Do Alcohol Delivery Apps Feed Isolation & Addiction?
For someone in recovery from an alcohol use disorder, there are a few simple tenets. Be careful of the people, places, and things that might cause emotional triggers. Take things one day at a time. And the one that has become a sticky wicket in the past three years: do not isolate. Isolation and alcohol delivery apps go hand-in-hand, as evidenced by the boon in alcohol delivery in 2020. There was a 43% increase in alcohol delivery during the COVID 19 lockdowns.
And with names like Drizly, Saucey, and MiniBar, alcohol delivery apps feed the need for speedy gratification in the privacy of home. For those who don’t misuse alcohol, delivery apps are a convenience; perhaps a bottle of wine is included in a food order. But for those in recovery, or individuals who misuse alcohol, the ease and anonymity of apps can be a danger.
Why Do Alcohol Delivery Apps Feed Isolation & Addiction?
Social isolation and addiction have always been a power couple. It is a lot easier to avoid arguments with family members or significant others if they don’t know what you are up to. The problem is, that over time the person with an addiction starts to depend on the drug or alcohol for a sense of well-being. The substance use takes on a higher importance; it’s like a jealous lover. And more normal, socially acceptable relationships with self, other people, and community fall by the wayside.
Add the pandemic and the ease of ordering alcohol online, and it’s not surprising that alcohol consumption increased at a higher rate than the apps themselves. According to a study conducted in December of 2020 by the National Institutes of Health (NIH), 60% of participants reported increased drinking during 2020. Another report late in 2021 shows a 17% rise in “heavy” drinking (4 to 5 drinks or more in a day). What were the top reasons for drinking excessively? Increased stress, alcohol availability, and boredom.
Reasons We Order Alcohol from an APP:
When you think about it, there is no good reason for having alcohol delivered to the house. Unless you are having a party and are ordering in bulk. It seems like a rule of thumb should be if you are buying alcohol, get dressed and drive to the store. But, here are some of the reasons folks use alcohol delivery apps (with their accompanying red flags):
See adding it to a food order above. Perhaps you are not feeling well, or are not dressed for shopping, or are working from home and don’t want to take time out from your busy day to go to the store. Food/alcohol delivery apps are convenient. Apps also make it easy to buy large amounts of alcohol or to sign up for subscription services that deliver on a schedule. All the while sidestepping the social impediments that help to control how often or when a person drinks.
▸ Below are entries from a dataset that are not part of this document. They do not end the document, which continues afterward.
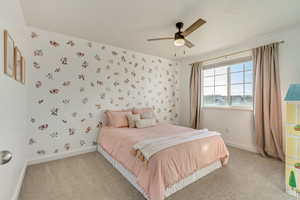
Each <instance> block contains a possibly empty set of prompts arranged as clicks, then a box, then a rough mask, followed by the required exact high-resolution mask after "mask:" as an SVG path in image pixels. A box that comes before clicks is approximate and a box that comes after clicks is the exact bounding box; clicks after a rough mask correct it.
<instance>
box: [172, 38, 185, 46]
mask: <svg viewBox="0 0 300 200" xmlns="http://www.w3.org/2000/svg"><path fill="white" fill-rule="evenodd" d="M184 44H185V41H184V39H182V38H179V39H176V40H174V45H175V46H177V47H181V46H184Z"/></svg>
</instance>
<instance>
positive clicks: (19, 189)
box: [12, 162, 27, 200]
mask: <svg viewBox="0 0 300 200" xmlns="http://www.w3.org/2000/svg"><path fill="white" fill-rule="evenodd" d="M26 168H27V162H25V164H24V167H23V169H22V171H21V174H20V177H19V180H18V183H17V186H16V189H15V193H14V195H13V197H12V200H18V199H19V194H20V191H21V188H22V185H23V179H24V177H25V173H26Z"/></svg>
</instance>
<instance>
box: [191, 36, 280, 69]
mask: <svg viewBox="0 0 300 200" xmlns="http://www.w3.org/2000/svg"><path fill="white" fill-rule="evenodd" d="M274 43H276V42H274ZM278 43H279V44H282V43H284V40H281V41H279V42H278ZM262 46H264V45H262ZM252 49H253V48H251V49H247V50H242V51H238V52H234V53H230V54H226V55H223V56H218V57H215V58H208V59H206V60H201V61H199V62H208V61H211V60H217V59H219V58H224V57H228V56H233V55H236V54H240V53H244V52H247V51H251V50H252ZM194 63H198V62H194ZM194 63H191V65H192V64H194Z"/></svg>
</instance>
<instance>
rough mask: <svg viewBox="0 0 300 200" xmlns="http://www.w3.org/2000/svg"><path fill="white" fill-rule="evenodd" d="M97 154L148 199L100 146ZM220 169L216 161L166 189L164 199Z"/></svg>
mask: <svg viewBox="0 0 300 200" xmlns="http://www.w3.org/2000/svg"><path fill="white" fill-rule="evenodd" d="M98 152H99V153H100V154H102V155H103V156H104V157H105V158H106V160H108V161H109V162H110V163H111V164H112V165H113V167H114V168H116V169H117V170H118V171H119V172H120V173H121V174H122V175H123V176H124V177H125V178H126V179H127V180H128V181H129V182H130V183H131V184H132V185H133V186H134V187H135V188H136V189H137V190H138V191H139V192H140V193H142V194H143V196H144V197H145V198H146V199H149V198H148V196H147V195H146V194H145V192H144V190H143V188H142V187H141V186H140V185H139V184H138V183H137V179H136V176H135V175H133V174H132V173H131V172H130V171H128V170H127V169H126V168H125V167H123V165H121V164H120V163H119V162H118V161H116V160H115V159H113V158H112V157H111V156H110V155H109V154H108V153H106V151H105V150H103V148H102V147H101V146H100V145H98ZM221 167H222V164H221V161H216V162H214V163H213V164H211V165H209V166H207V167H205V168H202V169H199V170H197V171H195V172H194V173H193V174H192V175H190V176H188V177H186V178H184V179H182V180H181V181H179V182H178V183H176V184H174V185H172V186H170V187H168V188H167V189H166V191H165V197H168V196H170V195H172V194H174V193H175V192H177V191H179V190H181V189H183V188H185V187H186V186H188V185H190V184H192V183H194V182H196V181H197V180H199V179H200V178H202V177H204V176H206V175H207V174H209V173H211V172H213V171H215V170H216V169H218V168H221Z"/></svg>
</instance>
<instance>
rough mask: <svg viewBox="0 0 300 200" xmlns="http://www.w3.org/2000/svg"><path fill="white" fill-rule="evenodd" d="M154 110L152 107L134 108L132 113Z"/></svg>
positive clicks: (141, 112)
mask: <svg viewBox="0 0 300 200" xmlns="http://www.w3.org/2000/svg"><path fill="white" fill-rule="evenodd" d="M151 111H152V112H153V109H152V108H134V109H133V111H132V113H133V114H142V113H144V112H151Z"/></svg>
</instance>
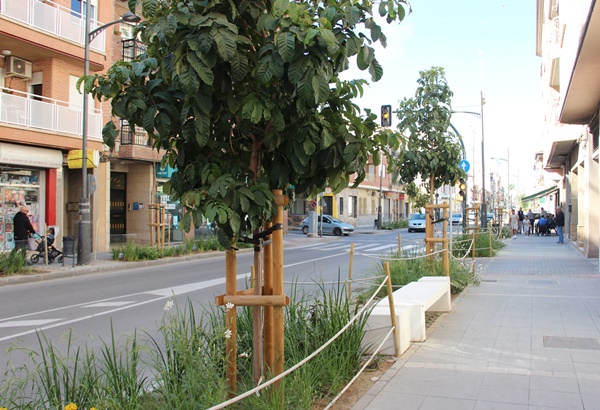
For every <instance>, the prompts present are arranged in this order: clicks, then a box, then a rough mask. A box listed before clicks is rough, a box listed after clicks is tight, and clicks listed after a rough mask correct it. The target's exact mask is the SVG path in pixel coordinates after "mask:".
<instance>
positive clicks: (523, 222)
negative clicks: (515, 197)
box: [523, 218, 531, 239]
mask: <svg viewBox="0 0 600 410" xmlns="http://www.w3.org/2000/svg"><path fill="white" fill-rule="evenodd" d="M529 229H531V222H530V221H529V218H525V219H523V233H524V234H525V238H527V239H529Z"/></svg>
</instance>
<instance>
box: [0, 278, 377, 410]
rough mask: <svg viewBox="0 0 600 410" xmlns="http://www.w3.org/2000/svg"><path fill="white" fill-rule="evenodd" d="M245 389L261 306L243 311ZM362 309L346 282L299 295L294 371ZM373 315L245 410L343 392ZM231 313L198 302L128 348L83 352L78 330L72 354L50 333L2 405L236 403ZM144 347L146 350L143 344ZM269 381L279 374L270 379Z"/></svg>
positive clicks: (287, 333) (23, 366)
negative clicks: (365, 325) (207, 307)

When it comes to alcohol misuse, there is a kid-in-a-candy-shop aspect. I WANT IT NOW! And if you’ve worn out your welcome at the corner liquor store, or you’re embarrassed to patronize your regular watering hole again, it’s advantageous to disconnect from the outside world and social interaction, narrow the scope of activity and hide out. Alcohol delivery is anonymous. But the convenience and namelessness are a red flag to those who misuse alcohol or use it to quell anxiety or loneliness.
Too Drunk to Drive
Do we have to say anything else about this? Ordering alcohol instead of driving when drunk is certainly safer, but better is taking it as a sign from above that you’ve had enough. Ditto to a house party where no-one is capable of driving to get provisions.
Who Will Know?
The who will know aspect of delivery apps is the biggest red flag for those in recovery. Isolation, loneliness, boredom, and changes in recovery related support are all red flags to relapse. In short, delivery apps are an added, unnecessary temptation.
It is interesting how quickly the technology that was supposed to make life easier is proving to have a few bugs. Especially for those with mental health conditions. Like real life sci-fi, the ease of alcohol at-home delivery also makes it easier for alcohol misuse, addiction, and co-occurring disorders to go unnoticed.
At-home delivery can also hide substance misuse and addiction from those who are available to offer help and support. During the pandemic lock down and its aftermath, those of us in recovery must self-advocate. And those who use alcohol to quell anxiety or boredom should take an honest look at their alcohol intake. There is a wealth of options available from telehealth tune-ups to residential treatment. And the good news is that some are available from the safety of home – virtually or on apps!